Prawn Fried Cauli Rice
A super speedy recipe to use up non-starchy crunchy vegetables, with cauliflower rice to add extra fibre.
Serves: 2
Calories per serving: 283
Prep time: 10 minutes (+ defrosting time for prawns)
Cooking time: 10 minutes
Ingredients
- 1 tbsp extra virgin olive oil
- 1/2 onion, diced
- 60g (2 oz) fresh or frozen beans
- 2cm (¾ inch) ginger, grated
- 1 garlic clove, minced
- 1 egg, lightly beaten
- 200g (7oz) cooked, frozen prawns, defrosted (keep the juice)
- ½ tbsp tamari sauce
- Chilli flakes (optional)
- ½ head of cauliflower, broken into small-medium florets
Method
- Place the cauliflower into a food processor and chop until fine (the texture should be similar to rice).
- Heat oil in a wok or large pan over medium heat, stir fry the onion for a few minutes or until onion is starting to become translucent.
- If you are using fresh and/or uncooked prawn meat, add the prawns and stir-fry for 2 minutes, or until the meat is mostly opaque and cooked through.
- Add frozen beans and reduce heat.
- Add the cauliflower, ginger and garlic and stir for 1 minute, until fragrant.
- Make a well in the middle and scramble the egg by stirring it through the warm mixture.
- If you are using cooked prawn meat, add the prawns and warm through.
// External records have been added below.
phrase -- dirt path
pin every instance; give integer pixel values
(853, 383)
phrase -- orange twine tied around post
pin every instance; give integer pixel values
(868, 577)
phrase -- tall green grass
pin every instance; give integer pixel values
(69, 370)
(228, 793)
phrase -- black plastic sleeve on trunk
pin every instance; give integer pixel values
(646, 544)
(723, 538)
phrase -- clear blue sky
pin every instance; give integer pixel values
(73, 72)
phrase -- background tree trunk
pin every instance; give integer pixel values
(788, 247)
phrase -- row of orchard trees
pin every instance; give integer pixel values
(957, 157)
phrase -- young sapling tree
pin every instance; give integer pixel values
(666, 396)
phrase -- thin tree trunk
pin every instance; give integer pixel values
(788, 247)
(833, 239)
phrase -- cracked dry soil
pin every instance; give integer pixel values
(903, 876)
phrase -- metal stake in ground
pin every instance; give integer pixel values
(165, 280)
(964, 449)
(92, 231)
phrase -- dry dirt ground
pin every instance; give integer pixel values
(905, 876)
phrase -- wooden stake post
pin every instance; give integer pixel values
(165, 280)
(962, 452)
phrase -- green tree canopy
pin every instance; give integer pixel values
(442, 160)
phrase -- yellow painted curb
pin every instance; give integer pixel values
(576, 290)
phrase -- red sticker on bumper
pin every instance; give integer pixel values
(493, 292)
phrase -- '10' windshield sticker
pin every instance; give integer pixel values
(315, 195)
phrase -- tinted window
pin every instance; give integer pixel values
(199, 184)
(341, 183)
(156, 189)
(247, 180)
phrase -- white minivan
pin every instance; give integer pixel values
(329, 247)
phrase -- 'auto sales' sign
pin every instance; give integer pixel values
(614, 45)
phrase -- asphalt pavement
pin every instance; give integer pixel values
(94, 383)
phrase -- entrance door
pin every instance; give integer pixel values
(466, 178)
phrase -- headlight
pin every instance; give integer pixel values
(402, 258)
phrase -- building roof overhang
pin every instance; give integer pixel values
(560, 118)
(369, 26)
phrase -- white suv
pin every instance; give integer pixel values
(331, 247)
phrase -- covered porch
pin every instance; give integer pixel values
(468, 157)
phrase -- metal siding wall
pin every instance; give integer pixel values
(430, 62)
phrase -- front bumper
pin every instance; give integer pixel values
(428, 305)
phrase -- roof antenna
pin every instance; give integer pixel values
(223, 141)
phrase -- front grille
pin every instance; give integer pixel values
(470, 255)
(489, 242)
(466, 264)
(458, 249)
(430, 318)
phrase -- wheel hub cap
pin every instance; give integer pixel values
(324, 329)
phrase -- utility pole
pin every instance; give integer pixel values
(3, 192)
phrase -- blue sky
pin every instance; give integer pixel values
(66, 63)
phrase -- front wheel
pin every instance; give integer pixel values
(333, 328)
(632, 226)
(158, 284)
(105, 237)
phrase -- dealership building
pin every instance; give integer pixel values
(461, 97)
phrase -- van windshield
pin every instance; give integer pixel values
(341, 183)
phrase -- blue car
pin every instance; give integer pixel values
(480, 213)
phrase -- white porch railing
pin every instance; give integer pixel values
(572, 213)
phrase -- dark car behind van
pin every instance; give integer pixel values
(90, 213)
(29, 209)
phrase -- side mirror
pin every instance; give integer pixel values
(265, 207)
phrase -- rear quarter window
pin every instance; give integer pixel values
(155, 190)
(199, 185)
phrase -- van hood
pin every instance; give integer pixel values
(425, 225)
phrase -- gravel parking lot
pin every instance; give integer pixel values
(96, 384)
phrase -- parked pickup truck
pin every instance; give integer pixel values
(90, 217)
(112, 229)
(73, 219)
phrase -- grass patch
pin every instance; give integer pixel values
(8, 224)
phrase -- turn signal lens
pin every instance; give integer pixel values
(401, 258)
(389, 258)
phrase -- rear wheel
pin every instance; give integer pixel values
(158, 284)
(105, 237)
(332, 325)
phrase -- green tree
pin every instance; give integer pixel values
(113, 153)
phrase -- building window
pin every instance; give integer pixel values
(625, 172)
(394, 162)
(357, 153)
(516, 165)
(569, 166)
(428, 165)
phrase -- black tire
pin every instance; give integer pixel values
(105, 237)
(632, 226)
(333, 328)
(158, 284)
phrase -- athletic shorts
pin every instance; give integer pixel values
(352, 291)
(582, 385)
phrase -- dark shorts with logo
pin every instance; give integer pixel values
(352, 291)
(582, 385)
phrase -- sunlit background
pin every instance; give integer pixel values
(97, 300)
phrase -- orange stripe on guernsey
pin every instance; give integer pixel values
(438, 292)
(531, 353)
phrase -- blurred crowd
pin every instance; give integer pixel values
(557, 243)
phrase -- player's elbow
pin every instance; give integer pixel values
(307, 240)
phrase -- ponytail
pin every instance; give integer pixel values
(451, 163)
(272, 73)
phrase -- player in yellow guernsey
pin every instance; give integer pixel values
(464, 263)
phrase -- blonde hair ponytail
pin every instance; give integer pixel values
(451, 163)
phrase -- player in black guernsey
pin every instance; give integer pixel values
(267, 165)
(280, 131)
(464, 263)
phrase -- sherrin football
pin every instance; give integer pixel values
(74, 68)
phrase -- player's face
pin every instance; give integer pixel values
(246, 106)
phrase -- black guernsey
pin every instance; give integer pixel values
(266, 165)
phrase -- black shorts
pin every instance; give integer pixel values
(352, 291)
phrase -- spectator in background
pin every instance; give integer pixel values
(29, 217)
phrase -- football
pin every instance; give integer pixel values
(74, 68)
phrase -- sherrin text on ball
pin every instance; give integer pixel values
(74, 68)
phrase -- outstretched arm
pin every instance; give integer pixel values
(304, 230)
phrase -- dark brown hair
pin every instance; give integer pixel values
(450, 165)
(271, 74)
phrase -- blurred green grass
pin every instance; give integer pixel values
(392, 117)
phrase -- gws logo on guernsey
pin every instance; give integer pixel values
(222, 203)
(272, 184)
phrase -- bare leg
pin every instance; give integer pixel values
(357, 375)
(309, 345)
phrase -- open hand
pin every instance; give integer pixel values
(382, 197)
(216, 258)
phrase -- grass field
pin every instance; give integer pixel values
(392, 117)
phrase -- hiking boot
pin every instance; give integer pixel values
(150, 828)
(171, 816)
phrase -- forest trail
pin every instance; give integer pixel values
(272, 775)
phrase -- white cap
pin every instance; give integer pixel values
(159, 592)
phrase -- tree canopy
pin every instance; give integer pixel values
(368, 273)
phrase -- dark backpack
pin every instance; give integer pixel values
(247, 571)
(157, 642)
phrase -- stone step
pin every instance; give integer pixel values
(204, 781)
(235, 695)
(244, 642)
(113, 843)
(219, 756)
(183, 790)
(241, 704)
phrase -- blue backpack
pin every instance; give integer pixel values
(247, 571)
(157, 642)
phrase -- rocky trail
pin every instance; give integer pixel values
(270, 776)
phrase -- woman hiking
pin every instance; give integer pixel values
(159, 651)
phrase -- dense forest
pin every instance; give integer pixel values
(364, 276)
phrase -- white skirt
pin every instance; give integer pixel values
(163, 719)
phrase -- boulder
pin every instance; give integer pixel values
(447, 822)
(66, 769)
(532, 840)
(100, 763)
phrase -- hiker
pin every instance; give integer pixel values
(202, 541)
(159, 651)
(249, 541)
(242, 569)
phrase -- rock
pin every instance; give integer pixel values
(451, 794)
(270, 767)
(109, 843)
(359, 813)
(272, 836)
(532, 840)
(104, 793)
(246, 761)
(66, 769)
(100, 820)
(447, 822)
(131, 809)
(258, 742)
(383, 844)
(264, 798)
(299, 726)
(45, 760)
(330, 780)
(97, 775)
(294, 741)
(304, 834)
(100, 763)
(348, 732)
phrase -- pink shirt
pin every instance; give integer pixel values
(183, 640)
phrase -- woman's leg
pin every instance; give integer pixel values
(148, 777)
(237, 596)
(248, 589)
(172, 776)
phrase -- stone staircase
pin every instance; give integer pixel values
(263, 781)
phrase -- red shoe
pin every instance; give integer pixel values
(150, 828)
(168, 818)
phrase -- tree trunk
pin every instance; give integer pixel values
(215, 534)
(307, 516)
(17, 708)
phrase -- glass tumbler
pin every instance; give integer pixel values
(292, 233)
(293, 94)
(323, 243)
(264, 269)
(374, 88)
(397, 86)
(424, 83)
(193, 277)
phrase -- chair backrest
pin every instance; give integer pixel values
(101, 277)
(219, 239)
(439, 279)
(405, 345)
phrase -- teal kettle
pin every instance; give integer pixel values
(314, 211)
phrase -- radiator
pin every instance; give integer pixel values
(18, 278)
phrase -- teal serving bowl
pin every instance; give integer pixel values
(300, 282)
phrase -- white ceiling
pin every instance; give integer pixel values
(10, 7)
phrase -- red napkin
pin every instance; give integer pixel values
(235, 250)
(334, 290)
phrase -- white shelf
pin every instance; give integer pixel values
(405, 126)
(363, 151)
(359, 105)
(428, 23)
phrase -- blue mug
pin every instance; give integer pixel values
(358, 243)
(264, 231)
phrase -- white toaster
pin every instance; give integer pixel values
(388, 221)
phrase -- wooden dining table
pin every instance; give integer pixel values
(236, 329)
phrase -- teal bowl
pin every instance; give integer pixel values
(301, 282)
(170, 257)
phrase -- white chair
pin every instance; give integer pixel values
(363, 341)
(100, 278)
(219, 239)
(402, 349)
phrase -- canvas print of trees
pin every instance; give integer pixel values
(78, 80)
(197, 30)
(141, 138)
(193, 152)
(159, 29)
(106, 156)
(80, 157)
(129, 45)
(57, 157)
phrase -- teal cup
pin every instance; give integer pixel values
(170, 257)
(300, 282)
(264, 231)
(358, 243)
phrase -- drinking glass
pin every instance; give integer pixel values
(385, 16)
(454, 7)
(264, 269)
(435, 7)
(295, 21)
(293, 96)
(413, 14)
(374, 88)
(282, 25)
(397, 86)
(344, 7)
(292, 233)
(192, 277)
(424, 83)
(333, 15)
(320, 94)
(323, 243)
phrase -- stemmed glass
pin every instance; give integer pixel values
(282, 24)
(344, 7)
Then pour in the juice from the prawns.
- Serve half now and save half in an airtight container in the refrigerator for later. Drizzle with tamari sauce and scatter with chilli flakes, if you like.
Leftover tip:Leftovers can be stored in an airtight container in the fridge for up to 2 days. We do not recommend freezing this meal if you have used frozen prawns. Reheat when ready to serve and drizzle over tamari and a sprinkle of chilli flakes.
Notes:
- To ensure this recipe is gluten-free, please check the label of the tamari to ensure there are no sources of gluten.
- Swap the beans for any crunchy vegetables you have: carrots, peas, broccoli, etc.
- If you’re not fasting and would like to use brown rice rather than cauliflower – cook as per packet instructions and use 3 tbsp of cooked rice per person. Add the rice when you add the prawns.